But who was buried at Seefin? The tomb was excavated by R.A. Macalister in 1931, however he reported finding no artefacts and stranger still, no human remains in the tomb. Perhaps then the remains had been removed in antiquity, by the decedents of the tribe if they migrated from the area they may have wanted their ancestors with them.
|View down the passageway|
Seefin is in County Wicklow, roughly half way between the Sally Gap and Manor Kilbride on the R759. If you are travelling from Dublin go on the N7 and exit onto the N81 at Citywest. Turn left onto the R759 and continue along this road. The turn off for Seefin is on your left immediately before the large entrance to the Kippure Estate and Kippure Bridge.
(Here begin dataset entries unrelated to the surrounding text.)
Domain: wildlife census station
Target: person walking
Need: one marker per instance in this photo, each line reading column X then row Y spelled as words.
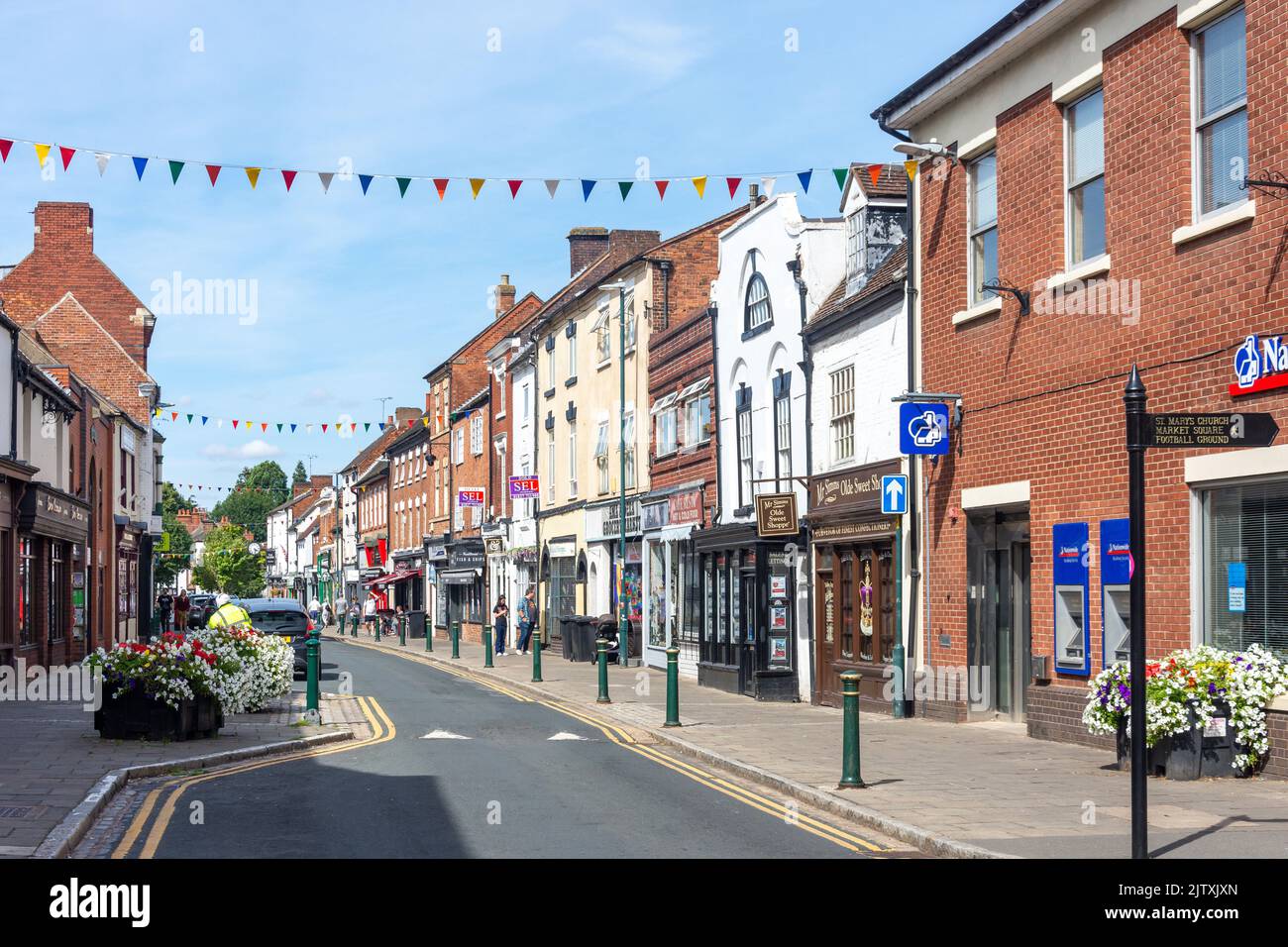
column 180, row 611
column 527, row 620
column 500, row 622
The turn off is only a small lane so expect to miss it and you can always turn around in the entrance for the Kippure Estate.
Drive for a few minutes up this steep track, if you come to the fences and warning signs for the Army Rifle Range you have gone too far, simply turn back and park your car in a handy lay by. Be sure to approach Seefin from the South (as the Army range is to the North but is well marked by a fence and signs), follow the track through the fir-tree forest plantation.
|The first stage of the track up the hill|
|At this point the track briefly disappears, kept to the left of the fence and continue climbing|
|The view back down the track from around two thirds of the way up|
|Our first glimpse of Seefin, note the crow perched there like some kind of ominous sign|
|Seefin from Seefingan|
|The cairn on top of Seefingan, almost identical to Seefin but never excavated so no visible features|
Above all though, please do be aware of the Army Rifle Range and respect their warning signs!
For those interested in prehistoric archaeology, or those who love a bit of hillwalking, or those who just want to see some of the finest views in Ireland, Seefin is a real must-see.